Swissmedic has released an update to its guidance document regarding the Authorisation PSUR Signal Management TAM process, effective November 1, 2025. This update includes the addition of references to annual reports generated from the signal management process, reflecting Swissmedic’s commitment to transparency and compliance.
What changed?
Swissmedic’s recent update to the guidance document on Signal Management for Periodic Safety Update Reports (PSUR) introduces a requirement to include references to annual reports derived from the signal management process. This change aims to align reporting practices with enhanced regulatory expectations surrounding transparency and accountability.
Signal management assesses new information on possible safety concerns related to medicinal products. By incorporating annual report references directly into PSUR documentation, Swissmedic seeks to streamline the monitoring of post-market safety data.
Why is this significant?
The addition of annual report references is a step forward in ensuring traceability and clarity in the pharmacovigilance cycle. For manufacturers, clinical teams, and regulatory affairs professionals, this updated requirement delivers more structured oversight and aligns Swissmedic practices with international standards.

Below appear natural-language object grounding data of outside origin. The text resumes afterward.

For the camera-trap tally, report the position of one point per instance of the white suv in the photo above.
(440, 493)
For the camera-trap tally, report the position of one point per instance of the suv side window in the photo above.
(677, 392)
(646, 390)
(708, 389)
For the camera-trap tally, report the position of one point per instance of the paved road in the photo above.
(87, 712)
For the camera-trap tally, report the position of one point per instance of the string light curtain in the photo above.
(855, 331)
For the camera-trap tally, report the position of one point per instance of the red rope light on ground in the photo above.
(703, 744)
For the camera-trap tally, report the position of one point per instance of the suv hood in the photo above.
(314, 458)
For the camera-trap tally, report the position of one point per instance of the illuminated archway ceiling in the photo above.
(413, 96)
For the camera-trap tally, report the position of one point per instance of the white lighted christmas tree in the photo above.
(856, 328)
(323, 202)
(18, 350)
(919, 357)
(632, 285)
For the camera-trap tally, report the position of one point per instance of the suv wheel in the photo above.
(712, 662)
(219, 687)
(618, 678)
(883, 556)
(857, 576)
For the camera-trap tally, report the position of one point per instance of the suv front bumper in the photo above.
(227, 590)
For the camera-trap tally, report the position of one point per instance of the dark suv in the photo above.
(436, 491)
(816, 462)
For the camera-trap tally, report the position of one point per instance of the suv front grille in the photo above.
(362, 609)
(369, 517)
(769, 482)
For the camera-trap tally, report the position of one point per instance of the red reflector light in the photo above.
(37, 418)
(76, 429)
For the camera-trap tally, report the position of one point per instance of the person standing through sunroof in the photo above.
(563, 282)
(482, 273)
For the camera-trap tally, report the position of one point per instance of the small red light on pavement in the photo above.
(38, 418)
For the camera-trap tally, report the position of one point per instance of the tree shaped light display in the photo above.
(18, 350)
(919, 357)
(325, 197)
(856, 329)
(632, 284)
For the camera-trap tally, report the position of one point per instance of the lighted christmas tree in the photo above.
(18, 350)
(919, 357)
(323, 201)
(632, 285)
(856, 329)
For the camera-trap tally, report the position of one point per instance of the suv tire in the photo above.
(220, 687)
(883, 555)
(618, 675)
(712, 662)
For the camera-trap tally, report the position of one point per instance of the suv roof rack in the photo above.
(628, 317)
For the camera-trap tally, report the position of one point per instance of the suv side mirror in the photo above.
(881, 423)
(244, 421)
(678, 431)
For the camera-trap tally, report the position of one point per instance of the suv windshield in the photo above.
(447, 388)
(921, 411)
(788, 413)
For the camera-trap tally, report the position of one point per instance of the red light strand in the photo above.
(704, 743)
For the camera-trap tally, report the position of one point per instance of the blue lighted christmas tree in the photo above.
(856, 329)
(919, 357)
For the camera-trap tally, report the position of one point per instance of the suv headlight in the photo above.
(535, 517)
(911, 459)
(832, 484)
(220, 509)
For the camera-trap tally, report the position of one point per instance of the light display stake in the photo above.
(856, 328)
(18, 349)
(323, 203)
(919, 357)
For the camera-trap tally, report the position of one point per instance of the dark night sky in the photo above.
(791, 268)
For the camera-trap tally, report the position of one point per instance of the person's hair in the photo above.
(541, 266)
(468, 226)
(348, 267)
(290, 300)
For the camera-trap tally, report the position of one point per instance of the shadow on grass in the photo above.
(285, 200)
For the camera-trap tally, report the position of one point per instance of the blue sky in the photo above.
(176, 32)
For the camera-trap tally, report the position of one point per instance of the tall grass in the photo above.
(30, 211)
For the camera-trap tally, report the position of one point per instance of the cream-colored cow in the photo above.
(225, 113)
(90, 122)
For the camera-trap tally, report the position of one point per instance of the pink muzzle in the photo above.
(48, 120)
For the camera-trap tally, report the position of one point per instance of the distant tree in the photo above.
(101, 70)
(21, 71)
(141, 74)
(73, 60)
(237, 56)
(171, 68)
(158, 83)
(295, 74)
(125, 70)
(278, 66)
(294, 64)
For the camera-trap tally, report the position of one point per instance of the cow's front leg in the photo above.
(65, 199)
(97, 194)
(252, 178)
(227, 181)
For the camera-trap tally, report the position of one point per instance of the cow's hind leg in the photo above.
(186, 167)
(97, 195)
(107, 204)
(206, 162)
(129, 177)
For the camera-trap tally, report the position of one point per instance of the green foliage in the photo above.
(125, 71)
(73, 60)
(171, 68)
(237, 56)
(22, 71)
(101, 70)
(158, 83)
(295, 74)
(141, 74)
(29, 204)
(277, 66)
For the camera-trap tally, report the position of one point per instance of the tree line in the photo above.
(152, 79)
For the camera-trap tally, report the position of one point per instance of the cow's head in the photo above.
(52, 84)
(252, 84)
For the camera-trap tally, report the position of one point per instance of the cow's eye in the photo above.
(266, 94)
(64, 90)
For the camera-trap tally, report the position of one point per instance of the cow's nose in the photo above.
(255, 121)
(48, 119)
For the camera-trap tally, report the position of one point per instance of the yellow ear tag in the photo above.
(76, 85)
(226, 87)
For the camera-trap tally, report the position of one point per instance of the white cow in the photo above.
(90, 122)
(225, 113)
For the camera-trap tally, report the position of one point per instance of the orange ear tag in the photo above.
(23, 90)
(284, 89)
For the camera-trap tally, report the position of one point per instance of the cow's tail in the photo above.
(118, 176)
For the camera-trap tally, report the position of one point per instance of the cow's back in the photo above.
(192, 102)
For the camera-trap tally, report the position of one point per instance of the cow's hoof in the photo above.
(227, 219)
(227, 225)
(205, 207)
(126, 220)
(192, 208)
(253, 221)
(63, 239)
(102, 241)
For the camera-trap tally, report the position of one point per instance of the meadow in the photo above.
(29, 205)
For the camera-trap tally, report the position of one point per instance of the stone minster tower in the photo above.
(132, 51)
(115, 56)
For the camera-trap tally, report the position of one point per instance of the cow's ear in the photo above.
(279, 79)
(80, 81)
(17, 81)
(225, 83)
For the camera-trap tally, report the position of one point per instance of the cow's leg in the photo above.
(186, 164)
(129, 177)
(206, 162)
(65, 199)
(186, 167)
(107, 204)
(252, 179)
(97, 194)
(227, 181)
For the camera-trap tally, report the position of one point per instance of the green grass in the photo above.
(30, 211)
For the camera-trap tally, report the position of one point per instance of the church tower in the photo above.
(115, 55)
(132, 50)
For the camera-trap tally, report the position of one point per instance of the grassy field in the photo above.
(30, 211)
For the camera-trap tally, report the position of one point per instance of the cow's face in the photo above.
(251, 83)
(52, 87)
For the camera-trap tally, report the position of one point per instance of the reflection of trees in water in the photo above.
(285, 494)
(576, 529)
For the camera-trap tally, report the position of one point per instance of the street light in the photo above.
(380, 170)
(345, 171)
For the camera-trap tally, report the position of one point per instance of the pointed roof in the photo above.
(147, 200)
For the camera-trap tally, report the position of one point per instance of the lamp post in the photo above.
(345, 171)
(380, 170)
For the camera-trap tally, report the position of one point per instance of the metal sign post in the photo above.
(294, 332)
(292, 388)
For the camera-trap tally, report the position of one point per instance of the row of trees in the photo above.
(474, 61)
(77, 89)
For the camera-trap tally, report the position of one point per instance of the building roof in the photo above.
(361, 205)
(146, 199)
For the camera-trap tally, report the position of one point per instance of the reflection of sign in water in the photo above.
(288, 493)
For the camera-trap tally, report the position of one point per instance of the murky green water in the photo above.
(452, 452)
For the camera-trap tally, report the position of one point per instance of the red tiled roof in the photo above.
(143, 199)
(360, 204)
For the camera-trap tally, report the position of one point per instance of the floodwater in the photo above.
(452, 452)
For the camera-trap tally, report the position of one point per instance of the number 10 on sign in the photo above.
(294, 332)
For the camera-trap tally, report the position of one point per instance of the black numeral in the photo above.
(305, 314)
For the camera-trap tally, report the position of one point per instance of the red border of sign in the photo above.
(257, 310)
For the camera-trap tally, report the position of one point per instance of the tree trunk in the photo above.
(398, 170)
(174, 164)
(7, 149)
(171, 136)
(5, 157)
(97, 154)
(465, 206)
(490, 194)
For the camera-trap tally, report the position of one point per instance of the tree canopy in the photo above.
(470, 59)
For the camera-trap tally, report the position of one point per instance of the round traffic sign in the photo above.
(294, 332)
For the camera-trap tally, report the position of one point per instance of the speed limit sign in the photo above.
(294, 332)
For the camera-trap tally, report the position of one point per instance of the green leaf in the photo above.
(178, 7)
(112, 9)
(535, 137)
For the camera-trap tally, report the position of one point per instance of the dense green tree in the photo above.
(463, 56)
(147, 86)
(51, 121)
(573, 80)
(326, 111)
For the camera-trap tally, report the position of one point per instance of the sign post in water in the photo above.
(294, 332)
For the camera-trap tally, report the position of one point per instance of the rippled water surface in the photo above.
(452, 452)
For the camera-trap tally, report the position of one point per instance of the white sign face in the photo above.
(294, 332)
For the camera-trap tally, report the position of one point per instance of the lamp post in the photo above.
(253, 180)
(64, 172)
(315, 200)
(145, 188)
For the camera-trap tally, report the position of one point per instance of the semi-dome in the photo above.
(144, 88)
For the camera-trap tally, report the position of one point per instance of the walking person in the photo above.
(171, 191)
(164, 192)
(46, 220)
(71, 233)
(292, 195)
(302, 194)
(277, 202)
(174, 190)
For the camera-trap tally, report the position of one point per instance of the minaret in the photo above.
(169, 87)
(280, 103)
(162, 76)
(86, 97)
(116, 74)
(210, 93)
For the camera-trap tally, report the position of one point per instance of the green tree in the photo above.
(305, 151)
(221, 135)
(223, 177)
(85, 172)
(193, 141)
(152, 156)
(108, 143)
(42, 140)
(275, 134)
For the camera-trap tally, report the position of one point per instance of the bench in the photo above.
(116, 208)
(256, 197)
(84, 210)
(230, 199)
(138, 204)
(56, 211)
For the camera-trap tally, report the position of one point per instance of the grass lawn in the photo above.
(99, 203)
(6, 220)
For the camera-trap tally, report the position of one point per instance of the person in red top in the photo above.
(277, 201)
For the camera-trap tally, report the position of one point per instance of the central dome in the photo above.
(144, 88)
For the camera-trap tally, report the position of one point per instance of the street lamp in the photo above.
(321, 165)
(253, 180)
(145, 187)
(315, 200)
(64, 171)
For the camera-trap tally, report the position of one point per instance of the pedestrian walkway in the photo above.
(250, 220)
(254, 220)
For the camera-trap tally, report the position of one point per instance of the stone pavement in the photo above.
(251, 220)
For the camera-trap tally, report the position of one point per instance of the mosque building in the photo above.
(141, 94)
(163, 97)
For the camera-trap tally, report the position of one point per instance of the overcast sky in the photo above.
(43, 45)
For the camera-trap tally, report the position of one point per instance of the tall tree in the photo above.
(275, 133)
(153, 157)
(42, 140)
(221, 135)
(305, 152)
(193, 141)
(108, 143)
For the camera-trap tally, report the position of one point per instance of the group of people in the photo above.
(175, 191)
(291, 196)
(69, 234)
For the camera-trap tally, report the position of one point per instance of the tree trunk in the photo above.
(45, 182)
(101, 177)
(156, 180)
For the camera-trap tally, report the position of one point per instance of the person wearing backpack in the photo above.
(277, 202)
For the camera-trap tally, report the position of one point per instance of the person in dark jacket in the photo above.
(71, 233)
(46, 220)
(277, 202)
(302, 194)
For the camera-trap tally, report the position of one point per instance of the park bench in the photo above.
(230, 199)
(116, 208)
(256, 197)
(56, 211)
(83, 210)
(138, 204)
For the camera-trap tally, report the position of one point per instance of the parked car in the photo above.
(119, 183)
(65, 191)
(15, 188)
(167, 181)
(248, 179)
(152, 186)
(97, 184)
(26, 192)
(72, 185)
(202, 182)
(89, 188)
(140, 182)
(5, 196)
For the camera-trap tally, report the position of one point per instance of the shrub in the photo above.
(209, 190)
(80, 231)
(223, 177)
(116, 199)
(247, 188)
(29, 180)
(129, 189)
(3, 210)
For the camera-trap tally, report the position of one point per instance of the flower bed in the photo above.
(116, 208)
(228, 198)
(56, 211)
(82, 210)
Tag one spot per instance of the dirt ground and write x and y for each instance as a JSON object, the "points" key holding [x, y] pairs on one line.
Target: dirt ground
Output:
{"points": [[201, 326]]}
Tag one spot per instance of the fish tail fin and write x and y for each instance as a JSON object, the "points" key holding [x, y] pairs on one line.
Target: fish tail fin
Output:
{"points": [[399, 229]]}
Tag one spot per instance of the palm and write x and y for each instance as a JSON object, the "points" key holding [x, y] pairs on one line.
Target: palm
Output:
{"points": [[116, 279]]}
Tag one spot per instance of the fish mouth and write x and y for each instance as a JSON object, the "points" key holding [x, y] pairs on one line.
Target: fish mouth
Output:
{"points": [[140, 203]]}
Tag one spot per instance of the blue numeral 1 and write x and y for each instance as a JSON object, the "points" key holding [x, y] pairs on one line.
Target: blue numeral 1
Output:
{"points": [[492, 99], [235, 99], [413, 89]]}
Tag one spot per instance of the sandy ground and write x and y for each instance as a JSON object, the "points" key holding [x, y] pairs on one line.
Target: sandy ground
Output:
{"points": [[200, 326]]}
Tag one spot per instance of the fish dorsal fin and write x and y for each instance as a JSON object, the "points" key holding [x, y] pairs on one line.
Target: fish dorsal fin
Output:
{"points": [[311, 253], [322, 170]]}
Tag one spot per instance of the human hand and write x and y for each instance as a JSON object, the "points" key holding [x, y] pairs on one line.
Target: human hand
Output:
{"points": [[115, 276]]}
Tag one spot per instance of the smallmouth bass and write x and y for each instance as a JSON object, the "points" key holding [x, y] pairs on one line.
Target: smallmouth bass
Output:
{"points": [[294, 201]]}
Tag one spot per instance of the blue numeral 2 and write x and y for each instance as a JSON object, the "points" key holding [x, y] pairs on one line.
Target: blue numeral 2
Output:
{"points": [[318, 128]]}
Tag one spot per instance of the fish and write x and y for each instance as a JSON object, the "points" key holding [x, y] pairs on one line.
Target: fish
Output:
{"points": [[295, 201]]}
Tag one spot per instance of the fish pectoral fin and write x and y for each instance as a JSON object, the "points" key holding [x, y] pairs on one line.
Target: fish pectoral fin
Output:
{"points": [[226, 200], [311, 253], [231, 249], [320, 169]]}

For stakeholders, this change increases visibility into the lifecycle management of veterinary medicinal products, further contributing to product safety initiatives.
Implications for compliance
What should manufacturers prioritize?
Manufacturers should immediately evaluate their PSUR documentation processes to ensure compliance with the new reference requirements. Annual reports must now be integrated into PSUR submissions in accordance with the updated guidelines.
Who is affected?
This update is particularly relevant to clinical, quality, and regulatory teams who have oversight of signal management protocols and post-market surveillance activities. Ensuring updated practices with respect to Swissmedic requirements will mitigate risks of non-compliance.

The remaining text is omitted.